Sunday, January 20, 2013

It’s Time For Controls On The 1st Amendment


Long, long ago, it was said that the pen is mightier then the sword.  Recent events have shown us just how true those words are.  We have seen violent video games – created on computers, the modern day pens – stimulate a troubled young man to kill 26 people, including 20 little children.

Of course this isn’t the only way that the extreme, absolutist view of the First Amendment hurts people.  Recently, a New York newspaper published the names and addresses of gun permit holders.  Now if they had limited themselves to only “normal” gun owners, publishing that data would have been a public service – but they were careless.  They published the names and addresses of cops and prison guards who have gun permits.  Prisoners are already walking up to guards and telling them their exact address – a veiled threat to both them and their families.  Police officers are now worried that people they have arrested know exactly where to come to seek revenge.   The effects of this newspapers actions will be felt for years and will likely cost several lives.  

Then there is the fact that the broadcast media continues to fuel these incidents of mass murder by reporting them, complete with names and details.  Hearing about such murders tends to cause other unbalanced people to plan their own massacres.  If these murders were kept quiet, it is very possible that additional murders could be prevented. 

Violent movies and video games are a direct cause of these incidents.  What good comes from these forms of “entertainment”?  How dare those who enjoy such things claim that they are somehow exercising a constitutional right?  Just because the vast majority of these people watching and playing them experience no ill effects, and in fact find them a pleasant diversion from everyday life, does not mean that they should not be regulated.  If even one life can be saved by banning violent movies and video games, shouldn’t we do it?

Although the courts have allowed a few limits on speech – you cannot libel others or yell fire in a crowded theater – in order to save lives and make a better nation, we need more limits – especially on the out of control internet.  After all, why should anyone be able to hop on the Internet and pretend to be a journalist, any without training, qualifications or a license?  The Internet has been used to distribute directions on how to build guns and bombs from common objects.  It has also been used by both terror and hate groups to recruit new members and to plan attacks.

Speaking of hate groups, the 1st Amendment stands in the way of common sense regulation of religious groups.  Not only does uncontrolled religion contribute to terrorism, it contributes to hate.  Surely, the religions we have allowed to oppose the lifestyles of some people have lead to attacks upon them.  Why should anyone be allowed to simply set up a religious organization, without having to prove they are qualified?  Isn’t that how cults get started, many of which have killed people?  Shouldn’t they have to prove that they are qualified and that their teachers pose no threat to the public?

Then there is the matter of pornography and rape, and sexual murders.  The two are directly linked in many studies.  Pornography degrades women.  It causes addiction in both men and women.  It causes some people to commit rape and murder.  The fact that the vast majority of people who buy and watch porn do not act out in this way is irrelevant.  This is yet another case where this so called “freedom” is costing people their lives. Surely the authors of the 1st Amendment could never have intended that it protect this kind of “speech”.

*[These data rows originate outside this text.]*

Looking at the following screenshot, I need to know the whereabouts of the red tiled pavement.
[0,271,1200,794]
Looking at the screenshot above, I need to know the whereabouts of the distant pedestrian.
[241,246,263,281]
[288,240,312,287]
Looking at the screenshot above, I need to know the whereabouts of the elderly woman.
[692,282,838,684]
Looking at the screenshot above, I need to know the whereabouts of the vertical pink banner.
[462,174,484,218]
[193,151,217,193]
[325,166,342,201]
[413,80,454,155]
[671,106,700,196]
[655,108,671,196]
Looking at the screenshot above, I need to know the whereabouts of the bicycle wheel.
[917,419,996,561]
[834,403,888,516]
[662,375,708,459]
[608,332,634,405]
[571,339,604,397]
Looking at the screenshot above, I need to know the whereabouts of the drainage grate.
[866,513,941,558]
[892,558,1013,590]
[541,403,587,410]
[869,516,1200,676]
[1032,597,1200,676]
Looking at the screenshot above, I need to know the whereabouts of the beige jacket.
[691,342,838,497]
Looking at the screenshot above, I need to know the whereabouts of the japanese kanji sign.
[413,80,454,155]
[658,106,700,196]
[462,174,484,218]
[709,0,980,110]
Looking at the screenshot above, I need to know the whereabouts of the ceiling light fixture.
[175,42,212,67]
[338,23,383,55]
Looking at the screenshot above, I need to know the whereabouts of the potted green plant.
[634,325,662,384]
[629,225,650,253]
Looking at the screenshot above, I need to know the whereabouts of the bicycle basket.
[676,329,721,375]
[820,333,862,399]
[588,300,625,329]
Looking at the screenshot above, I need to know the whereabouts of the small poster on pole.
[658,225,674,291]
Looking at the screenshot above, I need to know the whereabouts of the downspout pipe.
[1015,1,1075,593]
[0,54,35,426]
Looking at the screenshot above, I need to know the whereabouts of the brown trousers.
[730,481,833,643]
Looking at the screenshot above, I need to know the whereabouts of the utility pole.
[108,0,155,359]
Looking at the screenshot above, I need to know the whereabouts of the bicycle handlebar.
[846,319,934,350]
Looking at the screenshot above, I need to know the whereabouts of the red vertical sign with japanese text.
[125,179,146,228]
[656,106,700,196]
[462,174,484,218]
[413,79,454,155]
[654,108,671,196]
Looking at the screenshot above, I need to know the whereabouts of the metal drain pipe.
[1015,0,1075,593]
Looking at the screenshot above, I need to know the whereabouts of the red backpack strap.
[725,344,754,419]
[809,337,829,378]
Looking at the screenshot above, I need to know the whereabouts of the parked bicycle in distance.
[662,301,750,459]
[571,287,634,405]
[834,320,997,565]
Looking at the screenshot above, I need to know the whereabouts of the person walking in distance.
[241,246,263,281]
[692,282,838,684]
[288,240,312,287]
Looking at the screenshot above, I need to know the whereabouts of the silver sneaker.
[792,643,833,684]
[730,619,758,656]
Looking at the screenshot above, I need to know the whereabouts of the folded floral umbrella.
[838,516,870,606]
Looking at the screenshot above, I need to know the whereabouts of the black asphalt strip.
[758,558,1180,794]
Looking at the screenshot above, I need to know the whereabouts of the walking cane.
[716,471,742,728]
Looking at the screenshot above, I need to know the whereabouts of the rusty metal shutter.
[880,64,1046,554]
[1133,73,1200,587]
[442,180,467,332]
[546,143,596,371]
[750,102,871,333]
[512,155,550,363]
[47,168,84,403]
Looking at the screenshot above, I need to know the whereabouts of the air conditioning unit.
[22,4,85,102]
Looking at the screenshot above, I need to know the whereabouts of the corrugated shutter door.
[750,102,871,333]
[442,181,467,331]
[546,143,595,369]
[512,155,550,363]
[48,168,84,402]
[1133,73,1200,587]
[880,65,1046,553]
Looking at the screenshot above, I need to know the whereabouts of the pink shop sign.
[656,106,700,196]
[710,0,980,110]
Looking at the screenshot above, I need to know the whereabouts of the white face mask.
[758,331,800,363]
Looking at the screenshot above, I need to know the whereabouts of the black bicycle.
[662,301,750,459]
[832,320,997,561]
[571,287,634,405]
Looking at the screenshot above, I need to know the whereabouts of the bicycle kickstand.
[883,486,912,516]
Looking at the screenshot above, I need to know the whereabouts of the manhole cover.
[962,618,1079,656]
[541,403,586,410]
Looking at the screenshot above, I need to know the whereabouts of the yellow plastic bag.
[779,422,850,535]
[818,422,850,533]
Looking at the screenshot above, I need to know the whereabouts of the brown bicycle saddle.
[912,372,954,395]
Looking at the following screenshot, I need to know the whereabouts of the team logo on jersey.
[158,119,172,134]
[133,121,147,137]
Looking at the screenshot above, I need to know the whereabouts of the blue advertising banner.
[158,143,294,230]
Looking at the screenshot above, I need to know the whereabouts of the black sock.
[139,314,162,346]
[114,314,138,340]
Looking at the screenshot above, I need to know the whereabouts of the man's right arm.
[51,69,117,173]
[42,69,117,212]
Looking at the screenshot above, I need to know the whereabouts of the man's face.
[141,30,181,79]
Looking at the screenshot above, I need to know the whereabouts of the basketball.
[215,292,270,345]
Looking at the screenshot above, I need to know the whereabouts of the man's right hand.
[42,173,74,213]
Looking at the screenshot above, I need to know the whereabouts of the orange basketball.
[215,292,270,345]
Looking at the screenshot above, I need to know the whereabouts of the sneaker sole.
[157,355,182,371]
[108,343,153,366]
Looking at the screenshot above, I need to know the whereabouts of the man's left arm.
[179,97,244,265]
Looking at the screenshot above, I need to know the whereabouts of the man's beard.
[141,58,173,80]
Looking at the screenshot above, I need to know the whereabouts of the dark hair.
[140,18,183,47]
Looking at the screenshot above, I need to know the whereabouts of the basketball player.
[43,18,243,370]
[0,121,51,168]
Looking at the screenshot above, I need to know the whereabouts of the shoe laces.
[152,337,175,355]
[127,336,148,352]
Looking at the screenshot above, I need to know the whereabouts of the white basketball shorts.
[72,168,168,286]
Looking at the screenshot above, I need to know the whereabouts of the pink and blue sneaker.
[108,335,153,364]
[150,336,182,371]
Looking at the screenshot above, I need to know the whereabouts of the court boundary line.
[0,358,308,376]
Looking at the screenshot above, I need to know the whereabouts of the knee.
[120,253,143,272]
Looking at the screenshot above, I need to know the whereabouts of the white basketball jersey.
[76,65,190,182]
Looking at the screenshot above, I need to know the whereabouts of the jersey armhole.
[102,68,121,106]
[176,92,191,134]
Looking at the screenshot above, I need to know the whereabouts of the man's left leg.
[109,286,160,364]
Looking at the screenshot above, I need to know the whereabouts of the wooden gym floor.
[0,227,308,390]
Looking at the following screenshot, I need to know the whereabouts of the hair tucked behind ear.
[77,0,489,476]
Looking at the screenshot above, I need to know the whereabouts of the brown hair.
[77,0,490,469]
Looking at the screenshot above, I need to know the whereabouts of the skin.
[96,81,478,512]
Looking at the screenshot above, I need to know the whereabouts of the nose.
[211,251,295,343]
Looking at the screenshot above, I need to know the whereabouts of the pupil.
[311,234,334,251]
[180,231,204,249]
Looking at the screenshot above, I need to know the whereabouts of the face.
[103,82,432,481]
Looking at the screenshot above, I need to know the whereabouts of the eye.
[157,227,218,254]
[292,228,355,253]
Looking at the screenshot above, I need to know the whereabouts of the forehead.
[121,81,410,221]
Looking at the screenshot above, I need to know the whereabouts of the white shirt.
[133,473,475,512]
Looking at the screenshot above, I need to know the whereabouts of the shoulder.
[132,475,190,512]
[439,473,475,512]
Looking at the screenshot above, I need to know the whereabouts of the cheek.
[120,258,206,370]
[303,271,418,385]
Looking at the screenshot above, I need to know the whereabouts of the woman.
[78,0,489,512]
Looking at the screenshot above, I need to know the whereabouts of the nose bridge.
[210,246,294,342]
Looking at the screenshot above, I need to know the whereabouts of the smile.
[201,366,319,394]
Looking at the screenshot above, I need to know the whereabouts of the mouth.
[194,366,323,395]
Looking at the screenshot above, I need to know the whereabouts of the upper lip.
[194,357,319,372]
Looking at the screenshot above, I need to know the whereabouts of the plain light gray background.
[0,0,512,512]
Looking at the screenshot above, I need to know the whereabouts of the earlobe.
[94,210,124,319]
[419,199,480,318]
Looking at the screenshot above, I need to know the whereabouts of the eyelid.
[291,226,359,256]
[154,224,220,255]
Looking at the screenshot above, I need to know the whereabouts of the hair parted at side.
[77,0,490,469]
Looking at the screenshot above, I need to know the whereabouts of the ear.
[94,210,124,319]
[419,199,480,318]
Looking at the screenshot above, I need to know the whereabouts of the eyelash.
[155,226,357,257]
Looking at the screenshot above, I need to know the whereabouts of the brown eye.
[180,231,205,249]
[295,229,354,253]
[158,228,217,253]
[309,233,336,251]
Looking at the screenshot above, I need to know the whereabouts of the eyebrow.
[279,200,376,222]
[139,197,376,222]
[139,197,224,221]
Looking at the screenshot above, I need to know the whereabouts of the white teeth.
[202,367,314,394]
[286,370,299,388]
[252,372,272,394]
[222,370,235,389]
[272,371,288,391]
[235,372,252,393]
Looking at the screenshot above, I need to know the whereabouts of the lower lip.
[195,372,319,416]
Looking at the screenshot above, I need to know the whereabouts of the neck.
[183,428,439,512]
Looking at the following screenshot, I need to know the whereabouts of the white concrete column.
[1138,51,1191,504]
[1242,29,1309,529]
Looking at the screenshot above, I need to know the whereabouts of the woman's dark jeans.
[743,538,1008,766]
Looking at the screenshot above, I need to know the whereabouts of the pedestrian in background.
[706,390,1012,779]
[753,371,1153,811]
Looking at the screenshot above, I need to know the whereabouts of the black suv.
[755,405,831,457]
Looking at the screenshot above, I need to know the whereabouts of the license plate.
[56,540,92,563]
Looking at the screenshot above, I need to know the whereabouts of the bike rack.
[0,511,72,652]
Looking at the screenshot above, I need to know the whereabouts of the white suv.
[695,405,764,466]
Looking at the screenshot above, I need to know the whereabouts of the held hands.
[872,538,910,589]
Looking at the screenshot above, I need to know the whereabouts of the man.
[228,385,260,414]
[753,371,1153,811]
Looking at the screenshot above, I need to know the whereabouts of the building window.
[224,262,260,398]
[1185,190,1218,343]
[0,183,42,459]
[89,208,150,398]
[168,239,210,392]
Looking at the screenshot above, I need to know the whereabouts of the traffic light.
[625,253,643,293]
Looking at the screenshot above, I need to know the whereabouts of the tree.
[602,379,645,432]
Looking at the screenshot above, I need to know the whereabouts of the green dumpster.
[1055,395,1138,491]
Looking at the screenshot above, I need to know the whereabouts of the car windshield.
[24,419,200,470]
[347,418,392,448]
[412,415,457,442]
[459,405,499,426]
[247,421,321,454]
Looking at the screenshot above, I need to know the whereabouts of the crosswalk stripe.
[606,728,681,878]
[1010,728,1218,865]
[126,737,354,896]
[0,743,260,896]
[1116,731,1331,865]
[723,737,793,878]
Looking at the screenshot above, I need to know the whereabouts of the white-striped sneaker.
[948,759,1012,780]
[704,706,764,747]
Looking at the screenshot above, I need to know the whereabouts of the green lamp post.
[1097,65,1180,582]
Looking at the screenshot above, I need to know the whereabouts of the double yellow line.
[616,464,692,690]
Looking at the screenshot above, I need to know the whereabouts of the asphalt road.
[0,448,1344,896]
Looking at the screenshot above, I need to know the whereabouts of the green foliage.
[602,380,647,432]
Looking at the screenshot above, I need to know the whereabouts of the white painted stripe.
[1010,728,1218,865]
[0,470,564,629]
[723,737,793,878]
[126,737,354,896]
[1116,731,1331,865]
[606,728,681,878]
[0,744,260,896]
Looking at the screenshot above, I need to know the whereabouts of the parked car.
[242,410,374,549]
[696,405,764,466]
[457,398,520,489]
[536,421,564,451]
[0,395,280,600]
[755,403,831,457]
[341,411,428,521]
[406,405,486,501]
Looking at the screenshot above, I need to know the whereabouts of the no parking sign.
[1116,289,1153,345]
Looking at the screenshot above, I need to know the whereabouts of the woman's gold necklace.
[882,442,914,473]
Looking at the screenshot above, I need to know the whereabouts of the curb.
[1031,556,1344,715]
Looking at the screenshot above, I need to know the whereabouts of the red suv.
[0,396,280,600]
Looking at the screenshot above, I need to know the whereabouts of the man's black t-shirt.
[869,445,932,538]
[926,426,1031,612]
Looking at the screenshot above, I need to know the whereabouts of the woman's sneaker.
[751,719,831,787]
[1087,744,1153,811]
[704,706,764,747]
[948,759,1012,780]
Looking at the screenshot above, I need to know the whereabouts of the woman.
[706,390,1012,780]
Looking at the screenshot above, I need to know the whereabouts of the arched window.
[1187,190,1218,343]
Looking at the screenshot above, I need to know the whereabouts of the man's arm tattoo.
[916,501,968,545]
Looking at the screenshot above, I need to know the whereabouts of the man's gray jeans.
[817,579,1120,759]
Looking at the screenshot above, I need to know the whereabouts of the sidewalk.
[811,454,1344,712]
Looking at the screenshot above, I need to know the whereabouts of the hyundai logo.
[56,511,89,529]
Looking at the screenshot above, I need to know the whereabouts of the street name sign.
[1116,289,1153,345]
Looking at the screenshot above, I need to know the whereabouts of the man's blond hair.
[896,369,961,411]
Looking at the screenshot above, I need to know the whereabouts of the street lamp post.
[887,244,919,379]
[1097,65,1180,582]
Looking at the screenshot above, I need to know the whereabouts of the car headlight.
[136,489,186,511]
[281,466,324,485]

I could continue and talk about how the media exposes important state secrets, intrudes into people’s private lives (remember how Princess Diana died?), and even bring unsubstantiated charges against the government.   Things are just out of control.

We need to remember that when the 1st Amendment was written, the only media outlet was a single sheet printing press. Each piece of paper had to be inserted one sheet at a time.  Today, automatic presses spit out thousands of sheets per minute.  We have radio and television, we have the Internet, and we have video games.  Surely if the founders could have foreseen these things they would not have allowed such uncontrolled and destructive power.

It’s time for effective controls on speech, religion and the press.  Benjamin Franklin may have said, “Those who would give up Essential Liberty to purchase a little Temporary Safety, deserve neither Liberty nor Safety”, but why should we listen to him?  As a constitutional professor recently said, “The founders are just a bunch of old white men, who lived over 200 years ago.  Why should we be guided by their words?”

It’s time for us to have the same kind of strict controls on 1st Amendment “rights” as we have on 2nd Amendment “rights”.  If it saves just one life, isn't it worth it?